Just last fall, Thompson completed one of her biggest goals yet: to run a marathon in each of the 50 states. It took her about four years, over which she says she averaged one marathon per month. Thompson has also run marathons on five different continents, facing about every challenge imaginable throughout her travels. “I got food poisoning in Peru, frostbite on [Mount] Kilimanjaro,” she says. In Antarctica, she ran a marathon with a blind man and his guide, she stayed with them until they reached the finish line.
“Between the Navy and running I feel like I’ve built up this foundation, this toolbox,” she says of her ability to overcome obstacles and help others do the same. “I may be soft-spoken, but I’m going to be right there with people at the base level doing the activity.”
Thompson’s philosophy on life—that it is its own marathon, or journey, rife with hurdles—and her eagerness to help other people are woven through her daily actions. She coaches the girls’ cross country team for the Sandwich STEM Academy, and in addition to her regular job, offers running services like coaching, personal and group training with a free initial consultation and athletic evaluation. This month, Thompson will be running the Falmouth Road Race in support of the Special Olympics Massachusetts (she had already raised more than half of her $1,000 fundraising goal in early June).

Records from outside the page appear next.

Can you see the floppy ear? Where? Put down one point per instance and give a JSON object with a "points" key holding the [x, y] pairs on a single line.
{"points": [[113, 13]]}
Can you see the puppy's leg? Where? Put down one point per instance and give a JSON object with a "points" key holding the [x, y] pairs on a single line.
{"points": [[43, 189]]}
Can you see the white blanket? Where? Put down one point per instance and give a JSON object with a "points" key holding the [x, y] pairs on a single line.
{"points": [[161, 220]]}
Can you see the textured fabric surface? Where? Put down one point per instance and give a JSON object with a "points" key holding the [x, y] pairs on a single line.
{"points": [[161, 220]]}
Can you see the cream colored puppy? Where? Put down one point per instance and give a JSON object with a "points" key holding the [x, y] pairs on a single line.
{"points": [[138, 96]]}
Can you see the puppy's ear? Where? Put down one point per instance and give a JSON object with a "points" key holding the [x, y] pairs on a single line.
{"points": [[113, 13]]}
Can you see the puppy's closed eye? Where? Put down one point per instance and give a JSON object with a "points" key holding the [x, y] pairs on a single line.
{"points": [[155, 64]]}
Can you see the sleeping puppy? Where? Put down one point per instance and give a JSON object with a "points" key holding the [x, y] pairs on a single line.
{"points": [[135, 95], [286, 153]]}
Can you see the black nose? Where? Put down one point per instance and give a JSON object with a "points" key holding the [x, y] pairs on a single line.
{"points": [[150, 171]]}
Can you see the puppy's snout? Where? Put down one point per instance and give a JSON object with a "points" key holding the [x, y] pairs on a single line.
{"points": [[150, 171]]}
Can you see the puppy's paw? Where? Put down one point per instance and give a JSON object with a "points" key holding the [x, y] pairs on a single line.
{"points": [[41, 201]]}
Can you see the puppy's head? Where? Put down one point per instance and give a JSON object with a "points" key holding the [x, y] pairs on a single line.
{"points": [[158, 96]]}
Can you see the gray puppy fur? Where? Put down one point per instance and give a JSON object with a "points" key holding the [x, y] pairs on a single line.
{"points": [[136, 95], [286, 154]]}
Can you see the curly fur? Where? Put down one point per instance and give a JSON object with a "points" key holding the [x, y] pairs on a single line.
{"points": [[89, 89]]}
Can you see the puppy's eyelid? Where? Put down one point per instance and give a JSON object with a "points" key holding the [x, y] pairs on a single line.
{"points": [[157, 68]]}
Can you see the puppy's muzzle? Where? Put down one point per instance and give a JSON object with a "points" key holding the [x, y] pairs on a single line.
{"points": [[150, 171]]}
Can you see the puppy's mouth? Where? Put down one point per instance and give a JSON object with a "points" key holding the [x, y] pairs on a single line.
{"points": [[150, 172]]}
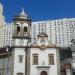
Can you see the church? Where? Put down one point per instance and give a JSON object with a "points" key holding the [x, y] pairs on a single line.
{"points": [[25, 58]]}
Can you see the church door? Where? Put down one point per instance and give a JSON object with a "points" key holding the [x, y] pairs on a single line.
{"points": [[43, 73]]}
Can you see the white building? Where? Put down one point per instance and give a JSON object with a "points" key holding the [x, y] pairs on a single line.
{"points": [[2, 23], [27, 59]]}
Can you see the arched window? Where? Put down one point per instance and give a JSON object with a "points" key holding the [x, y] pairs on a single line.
{"points": [[18, 30], [25, 29], [35, 59]]}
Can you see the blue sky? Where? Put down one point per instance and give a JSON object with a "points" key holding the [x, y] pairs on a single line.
{"points": [[39, 9]]}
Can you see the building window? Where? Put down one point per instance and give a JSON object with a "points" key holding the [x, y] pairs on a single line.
{"points": [[35, 59], [20, 58], [50, 59], [20, 74]]}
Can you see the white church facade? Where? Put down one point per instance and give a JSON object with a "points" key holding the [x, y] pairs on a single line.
{"points": [[25, 58]]}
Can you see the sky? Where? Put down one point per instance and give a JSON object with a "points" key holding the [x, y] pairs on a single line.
{"points": [[39, 9]]}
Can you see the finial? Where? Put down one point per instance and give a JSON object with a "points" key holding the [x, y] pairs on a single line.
{"points": [[23, 11]]}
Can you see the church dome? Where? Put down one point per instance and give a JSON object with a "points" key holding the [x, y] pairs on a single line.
{"points": [[22, 16]]}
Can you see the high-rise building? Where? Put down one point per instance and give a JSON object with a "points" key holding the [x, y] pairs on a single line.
{"points": [[60, 31]]}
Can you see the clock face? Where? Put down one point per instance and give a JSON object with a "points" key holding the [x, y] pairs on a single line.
{"points": [[43, 46]]}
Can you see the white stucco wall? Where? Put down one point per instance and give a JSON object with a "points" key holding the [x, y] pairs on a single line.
{"points": [[43, 57], [19, 67]]}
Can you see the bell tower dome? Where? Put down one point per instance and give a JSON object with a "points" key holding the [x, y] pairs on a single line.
{"points": [[22, 27]]}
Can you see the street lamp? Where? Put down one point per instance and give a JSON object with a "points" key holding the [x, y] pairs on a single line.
{"points": [[7, 50], [26, 51]]}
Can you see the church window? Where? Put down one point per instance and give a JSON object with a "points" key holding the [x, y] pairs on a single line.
{"points": [[50, 59], [20, 74], [25, 29], [20, 58], [35, 59]]}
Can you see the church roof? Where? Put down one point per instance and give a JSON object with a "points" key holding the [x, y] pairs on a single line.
{"points": [[42, 34]]}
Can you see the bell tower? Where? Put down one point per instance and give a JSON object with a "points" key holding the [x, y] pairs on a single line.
{"points": [[22, 27]]}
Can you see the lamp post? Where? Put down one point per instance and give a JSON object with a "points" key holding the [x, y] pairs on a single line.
{"points": [[7, 50]]}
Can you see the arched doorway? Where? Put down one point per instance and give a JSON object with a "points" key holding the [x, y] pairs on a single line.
{"points": [[43, 73]]}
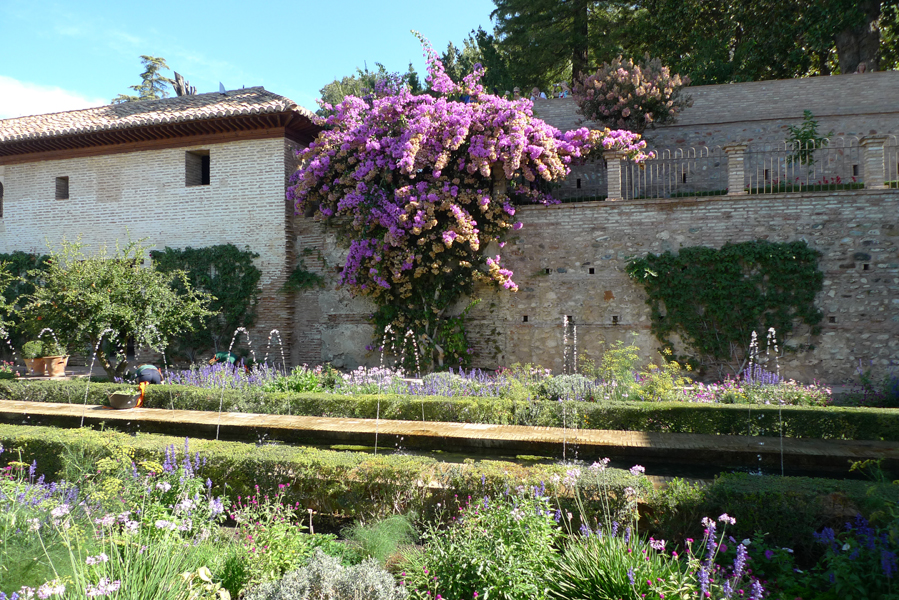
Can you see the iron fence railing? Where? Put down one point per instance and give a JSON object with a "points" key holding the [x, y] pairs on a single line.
{"points": [[804, 165], [891, 161], [675, 173]]}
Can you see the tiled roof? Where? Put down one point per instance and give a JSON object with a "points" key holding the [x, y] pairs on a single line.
{"points": [[180, 109]]}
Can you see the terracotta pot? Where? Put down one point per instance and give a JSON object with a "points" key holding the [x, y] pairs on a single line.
{"points": [[36, 366], [56, 365]]}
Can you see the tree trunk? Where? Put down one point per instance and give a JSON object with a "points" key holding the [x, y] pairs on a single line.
{"points": [[579, 40], [861, 42]]}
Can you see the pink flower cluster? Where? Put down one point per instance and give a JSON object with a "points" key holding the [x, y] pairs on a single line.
{"points": [[630, 95], [421, 184]]}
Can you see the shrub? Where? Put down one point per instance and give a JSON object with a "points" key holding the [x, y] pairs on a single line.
{"points": [[567, 387], [325, 577], [271, 534], [301, 379], [497, 547], [381, 539], [84, 298], [633, 96]]}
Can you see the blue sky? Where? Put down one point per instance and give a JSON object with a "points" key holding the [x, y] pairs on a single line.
{"points": [[57, 56]]}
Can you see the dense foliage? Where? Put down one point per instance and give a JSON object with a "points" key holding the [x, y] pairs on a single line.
{"points": [[418, 184], [631, 95], [113, 298], [713, 299], [144, 520], [230, 277], [547, 41], [22, 271]]}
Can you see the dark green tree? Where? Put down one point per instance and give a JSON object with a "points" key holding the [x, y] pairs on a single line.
{"points": [[229, 276], [479, 47], [153, 85], [80, 297], [548, 41], [366, 82], [720, 42]]}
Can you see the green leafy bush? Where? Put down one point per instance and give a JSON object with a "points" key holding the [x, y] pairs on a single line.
{"points": [[713, 299], [497, 547], [324, 577], [381, 539], [226, 273], [566, 387]]}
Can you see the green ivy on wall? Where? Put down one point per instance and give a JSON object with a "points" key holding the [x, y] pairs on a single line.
{"points": [[713, 299], [19, 265], [227, 273]]}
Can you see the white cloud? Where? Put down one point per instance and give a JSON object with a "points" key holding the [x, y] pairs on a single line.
{"points": [[20, 98]]}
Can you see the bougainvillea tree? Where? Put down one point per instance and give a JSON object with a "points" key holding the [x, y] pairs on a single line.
{"points": [[421, 184], [631, 95]]}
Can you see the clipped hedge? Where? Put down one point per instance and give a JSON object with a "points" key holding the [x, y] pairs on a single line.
{"points": [[353, 484], [356, 484], [851, 423]]}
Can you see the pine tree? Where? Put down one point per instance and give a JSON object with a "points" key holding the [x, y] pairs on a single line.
{"points": [[153, 85]]}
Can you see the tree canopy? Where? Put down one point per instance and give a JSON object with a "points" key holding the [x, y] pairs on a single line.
{"points": [[365, 83], [153, 85], [81, 297], [711, 42], [422, 184]]}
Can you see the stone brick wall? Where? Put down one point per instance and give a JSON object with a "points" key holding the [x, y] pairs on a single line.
{"points": [[569, 261], [144, 195], [754, 113]]}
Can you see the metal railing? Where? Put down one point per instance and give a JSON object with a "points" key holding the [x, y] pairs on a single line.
{"points": [[798, 166], [676, 173]]}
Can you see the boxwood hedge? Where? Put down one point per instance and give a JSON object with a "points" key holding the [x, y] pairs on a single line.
{"points": [[356, 484], [850, 423]]}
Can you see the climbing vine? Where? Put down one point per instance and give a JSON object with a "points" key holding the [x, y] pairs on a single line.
{"points": [[227, 273], [420, 185], [713, 299]]}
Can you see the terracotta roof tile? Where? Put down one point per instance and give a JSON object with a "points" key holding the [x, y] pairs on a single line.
{"points": [[245, 102]]}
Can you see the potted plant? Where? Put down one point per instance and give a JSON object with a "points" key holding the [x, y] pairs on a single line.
{"points": [[55, 358], [8, 370], [32, 353]]}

Whatever she’s doing, she enjoys getting to know others on a personal level. “If people trust you, they’re going to let it all out. I like learning what their goals are and what they’re trying to overcome.”
She helped a woman train this year for the Ragnar Cape Cod Relay, a 200-mile running relay from Hull to Provincetown, who was facing physical hardships from pneumonia to severe plantar fasciitis. As a coach, Thompson says the experience challenged her to come up with a dynamic training routine, including three-day rests, running and biking, and even motivational videos. She also provided emotional support.
“[Being a coach] is about being that extra support for someone who isn’t sure that they can accomplish a goal they’ve set out to do,” she says, and recalls a favorite quote—“‘The body achieves what the mind believes.’”
In addition to her weekly runs at the canal, Thompson has led runs on local hiking trails throughout the summer. More information on her fun runs and other events is posted on her website.